Дорогин не брился с того момента, как попал в больницу. Сейчас он был бородатый и не ухоженный.

— Пошли, пошли, сейчас ты поработаешь, подышишь свежим воздухом. Тут ты быстро пойдешь на поправку. Я из деревни теперь не только на доктора и на его бабу молочко, сметанку, творожок носить буду, но и тебе перепадет. Этого добра у нас хватает, да и платит доктор как следует, так что грех обижаться. Мужик он добрый, все его уважают, все его любят. Вот даже у меня, — Пантелеич, бурча, рассказывал, — заболел живот, я думал, копыта откину. Говорю своей хозяйке, мол, каюк мне, последние часы живу. А она мне говорит, слышь, Муму: «Ты, старый хрыч, еще меня переживешь».

Пантелеич остановился, повернулся к Дорогину лицом и стал тыкать себя кулаком в живот.

— Вот здесь заболело, словно кирпич проглотил, словно ножичками внутри все режут, режут, кишки мои перепиливают. Я уже помирать собрался, хотел хозяйке сказать где деньги на похороны припрятаны и в каком костюме меня хоронить. А она как закричит: «Ты что, старый хрыч, помирать собрался? Так не пойдет!» Вижу, сама распереживалась, бледная стала, как простыня, и, давай, по телефону доктора вызванивать и не в «скорую», а прямо к нему домой. Так он, представляешь, Муму, говорит: «Ничего не делай, сейчас сам приеду». И точно приехал. И что ты думаешь, у меня было?
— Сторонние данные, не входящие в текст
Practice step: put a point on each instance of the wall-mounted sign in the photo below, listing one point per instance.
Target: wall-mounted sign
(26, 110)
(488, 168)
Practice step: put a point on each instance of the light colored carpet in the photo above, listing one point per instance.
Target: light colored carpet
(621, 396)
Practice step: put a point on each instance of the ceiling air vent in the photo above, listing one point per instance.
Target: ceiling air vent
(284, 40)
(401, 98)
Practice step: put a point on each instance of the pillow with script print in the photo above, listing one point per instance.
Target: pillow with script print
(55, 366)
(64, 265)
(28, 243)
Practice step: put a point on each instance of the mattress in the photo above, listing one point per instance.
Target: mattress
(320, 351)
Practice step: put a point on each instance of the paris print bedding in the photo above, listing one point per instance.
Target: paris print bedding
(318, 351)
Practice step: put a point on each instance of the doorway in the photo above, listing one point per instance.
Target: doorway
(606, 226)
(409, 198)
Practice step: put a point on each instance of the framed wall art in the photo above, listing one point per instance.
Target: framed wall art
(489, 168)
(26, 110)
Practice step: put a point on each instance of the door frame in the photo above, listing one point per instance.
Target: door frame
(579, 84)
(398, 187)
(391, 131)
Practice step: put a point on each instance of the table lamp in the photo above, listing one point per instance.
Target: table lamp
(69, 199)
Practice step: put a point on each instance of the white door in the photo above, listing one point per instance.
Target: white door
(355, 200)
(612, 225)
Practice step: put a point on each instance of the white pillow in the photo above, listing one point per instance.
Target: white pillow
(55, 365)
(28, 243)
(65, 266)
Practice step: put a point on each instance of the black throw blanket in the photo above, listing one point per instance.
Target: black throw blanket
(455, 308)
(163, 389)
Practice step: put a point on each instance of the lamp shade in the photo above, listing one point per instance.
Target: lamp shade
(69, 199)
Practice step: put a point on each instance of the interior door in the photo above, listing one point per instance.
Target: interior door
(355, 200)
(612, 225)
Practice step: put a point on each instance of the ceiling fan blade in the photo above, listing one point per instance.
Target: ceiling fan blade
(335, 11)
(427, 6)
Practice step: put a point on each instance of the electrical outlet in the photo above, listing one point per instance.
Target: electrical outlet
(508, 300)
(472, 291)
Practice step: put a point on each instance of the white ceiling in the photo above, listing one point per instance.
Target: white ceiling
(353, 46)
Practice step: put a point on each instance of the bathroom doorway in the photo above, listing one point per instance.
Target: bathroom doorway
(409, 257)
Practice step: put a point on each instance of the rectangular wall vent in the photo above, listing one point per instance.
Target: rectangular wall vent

В ответ Дорогин лишь моргал.

— А была у меня грыжа. Представляешь, подорвался. Мешки с картошкой с прицепа сбрасывал и подорвался. Так он мне, дай бог ему здоровья и сто лет жизни, быстро, чик-чик, все вправил, зашил и через две недели я уже на свадьбе «Семеновну» со своей хозяйкой отплясывал. Во, мастер, не то, что другие, которые в нашей сельской больнице. К этим как попадешь, мать их, считай, мертвый. Один Геннадий Федорович человек, настоящий доктор. А все остальные — мясники. Халаты наденут и в глаза глядят, глядят, ждут, когда им денег сунешь. А этот… Да ты слушаешь меня, Муму? Ты что, точно глухой, и ни хрена не слышишь? Да ладно, слушай дальше.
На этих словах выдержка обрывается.